En s’inspirant de la croissance de films continus d’ABP présentée précédemment [66, 71], un procédé visant à faire croitre couche-par-couche des plots d’ABP dans les pores d’un film mince d’oxyde nanoperforé a été mis au point en 2010 lors d’une collaboration entre les équipes des Pr. David Grosso et Anne Bleuzen. Un substrat de silicium sur lequel a été vaporisée une couche continue d’or a servi de substrat afin de faire un dépôt d’un film mince de TiO2 nanoperforé. Le film d’oxyde nanoperforé est obtenu, en utilisant le procédé EISA, par dip-coating du substrat dans un sol contenant comme précurseur inorganique du TiCl4 et comme agent structurant un copolymère à blocs présentant un fort contraste hydrophile/hydrophobe. Le film hybride organique/inorganique ainsi formé est traité thermiquement à 500°C sous air pendant 5 min. Lors de ce traitement thermique, la partie organique se décompose, libérant un accès au substrat, et l’oxyde de titane

57 cristallise. Ainsi, un film de TiO2 nanoperforé recouvre la surface de l’échantillon et la couche d’or est accessible au fond des nanoperforations, permettant une fonctionnalisation sélective des deux surfaces.

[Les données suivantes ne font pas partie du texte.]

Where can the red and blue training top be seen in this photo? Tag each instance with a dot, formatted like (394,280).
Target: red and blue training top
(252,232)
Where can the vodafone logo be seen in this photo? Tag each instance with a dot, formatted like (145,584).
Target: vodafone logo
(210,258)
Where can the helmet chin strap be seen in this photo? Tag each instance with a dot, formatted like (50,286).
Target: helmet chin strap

Afin de faire croître des particules d’ABP à l’intérieur des nanoperforations, la surface de TiO2 est préalablement fonctionnalisée par l’acide phénylphosphonique afin de la rendre hydrophobe et d’éviter la formation de particules d’ABP sur le film. Puis la couche d’or est fonctionnalisée par immersion du substrat dans une solution d’acide mercaptohéxanoïque, qui sert de fonction d’ancrage, puisqu’il possède une fonction thiol –SH pouvant se greffer sur l’or et un groupement acide carboxylique –COOH complexant pour le premier précurseur de l’ABP (à savoir l’ion Co2+). Enfin, par des trempages successifs du substrat doublement fonctionnalisé dans les différentes solutions des précurseurs de l’ABP et des étapes de rinçage intermédiaire, l’ABP croît couche par couche (Figure 27) [34]. Cette première étude avait montré la faisabilité de la méthode et les films d’ABP RbCoFe ainsi obtenus avaient, en plus, montré des propriétés photomagnétiques.

Figure 27 : Croissance couche-par-couche de l’ABP RbCoFe dans les nanoperforations d’un film mince de TiO2. D’après la référence [34].

La méthode de croissance couche-par-couche a donc permis de former des couches continues d’ABP. La fonctionnalisation de la surface par des fonctions complexantes des cations de métal de transition a permis la formation de plots localisés d’ABP. Enfin, en combinant ces études sur la croissance couche-par-couche d’ABP et sur l’ancrage de plots d’ABP avec l’élaboration de films minces d’oxyde nanoperforés, il a été possible d’organiser des particules d’ABP sur une surface.

La très faible quantité de matière présente dans les films rend difficiles les caractérisations de ces systèmes. Afin d’étudier la transformation d’ABP en oxydes et en alliages dans les films nanoperforés, nous avons choisi de commencer par étudier cette transformation en confinant les

58 ABP dans des monolithes de silice mésoporeux qui permettent de mettre en forme une plus grande quantité de particules. Ainsi, avec une plus grande quantité de matière, l’étude fondamentale des propriétés des particules est possible et facilite l’étude de la transformation de l’ABP en oxyde ou en métal dans un milieu confiné.